Tutto è accaduto nell’oscurità, in circostanze che sanno di tragedia sfiorata. Il ragazzo, raggiunto da un fendente netto sferrato con un’arma da taglio, è crollato a terra mentre il sangue scorreva velocemente. Le prime ricostruzioni, emerse dal Quotidiano di Ragusa, parlano di una lite esplosa all’improvviso o, forse, di un’aggressione mirata. Quello che è certo è l’orrore di quei momenti: l’allarme immediato, l’arrivo dei soccorsi e una corsa disperata verso l’ospedale, dove il venticinquenne lotta ora in un letto di reparto, monitorato costantemente dai medici.
Mentre il giovane combatte la sua battaglia più importante, i Carabinieri hanno trasformato il luogo del ferimento in una scena del crimine. Gli investigatori si muovono nel buio delle testimonianze frammentarie e dei rilievi scientifici, cercando di dare un volto e un nome a chi ha impugnato quella lama. Nessuna pista è esclusa: dalla parola di troppo finita nel sangue a una spedizione punitiva, ogni ipotesi resta sul tavolo della Procura.

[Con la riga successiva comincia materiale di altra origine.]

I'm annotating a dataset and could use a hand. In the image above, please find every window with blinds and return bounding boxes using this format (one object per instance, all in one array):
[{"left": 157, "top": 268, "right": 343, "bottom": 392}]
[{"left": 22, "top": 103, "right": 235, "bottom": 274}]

Ispica oggi è una città sospesa tra lo sgomento e la rabbia. In ogni angolo si discute di quella sicurezza notturna che sembra essere diventata un fragile ricordo. La domanda che tutti si pongono è come sia stato possibile arrivare a tanto, trasformando una serata di svago in un incubo metropolitano. Restano l’attesa per il bollettino medico e la speranza che le prossime ore portino la svolta decisiva nelle indagini, restituendo giustizia a una vittima e serenità a un’intera cittadinanza colpita al cuore.